Тут длинный звонок – Танька из Лондона, помнит. Мамочка, хэппи бёздэй ту ю, я тебя люблю, скучаю ужасно, ты не представляешь, какие они зануды, ребята только о футболе и мотоциклах, а девчонки вообще амебы, особенно в воскресенье тоска, в последнее ездили в Брайтон, оттуда даже, говорят, Францию видно, целую, мамочка, с днем рождения...
Боже, Танюра.
Будет как я.
Ужас.
«Проводить тебя?» – Женя вышел в прихожую уже окончательно разобиженный, и жалко мне его стало ужасно, специально человек ехал любимую жену поздравить, а жена, шалава, нахамила да и отвалила. Но жалеть уже было некогда. «За мной из театра машина придет, шофер донести поможет, – ответила я самым ледяным тоном, чтобы даже и не подумал до угла тащиться, но все же в щечку чмокнула, как сто лет заведено, и добавила чуть мягче: – А я отвезу сумки и через пару часов вернусь, будем собираться». Он только вздохнул чуть заметно.
В лесочке каком-то дохлом, уже просвечивающем насквозь, остановились мы.
Слава богу, дождь пошел, никто в такую погоду с трассы съезжать не будет, в машину заглядывать. Но все равно в маленьком его БМВ особенно не развернешься, свитер стянуть – и то проблема, руки не подымешь.

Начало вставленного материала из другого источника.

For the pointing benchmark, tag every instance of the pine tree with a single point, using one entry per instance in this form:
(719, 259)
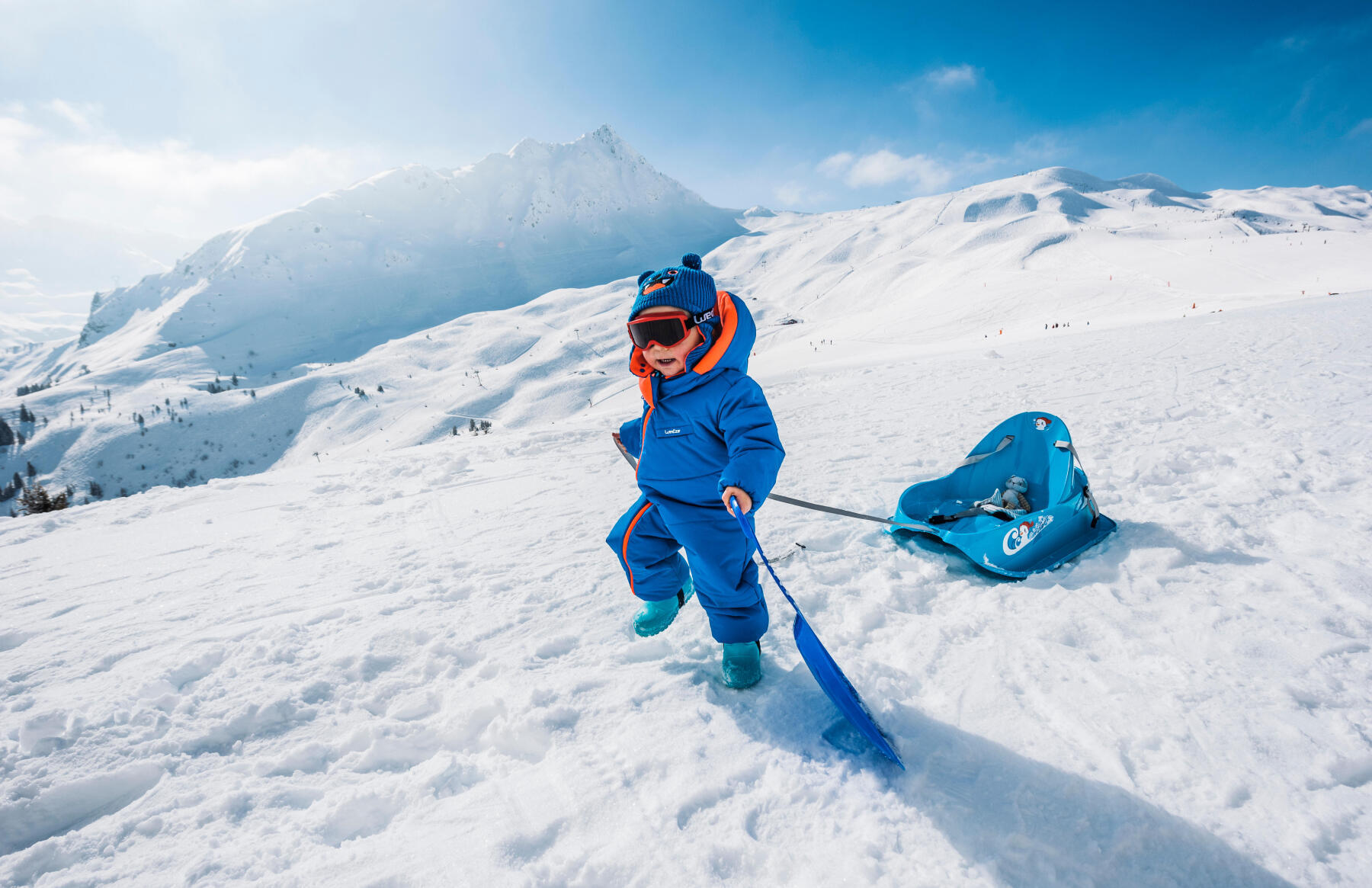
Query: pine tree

И что же нам, несчастным, осталось?
Пальцы наши, бесстыжие наши пальцы.
Жилистая его лапа с обгрызенными до мяса ногтями, жадная, хватающая, винтом закручивающая, протискивающаяся, рвущая.
И быстрая моя, алчно скрючивающаяся, как птичья, гладящая, сжимающая, скользящая, только что наманикюренная, да где уж тот маникюр.
Рты еще нам остались, непрестанно бормочущие такое, что и думать нельзя, и успевающие втягивать, всасывать, вдыхать, делиться слюной и опять говорить.
Девочка, девочка любимая, сучка, сучка, проклятая сучка, ты Женю сегодня тем же встретила, тем же, да, а кому еще ты делала так и так, так, делай так, кому еще, говори, девочка, солнышко мое, маленькая моя, о, не могу больше.
Витя, Витечка, родной, не могу, я тебе здесь залью все, уже залила, милый, хочешь убить, ну убей, ударь, ударь же, пожалуйста, проклятый, ненавижу, ненавижу, мальчик, маленький мой, не плачь же.
Через полтора часа он высадил меня у театра, занес сумки, поздоровался с Миррой, заметно выделявшей его из всех и при этом явно недолюбливавшей, мне кивнул – да и рванул, сразу выбираясь в левый ряд, на поворот – к себе, в студию свою знаменитую, брехать на всю страну. «Здравствуйте! С вами следующие два часа буду я, ваш Виктор... Оставайтесь с нами...»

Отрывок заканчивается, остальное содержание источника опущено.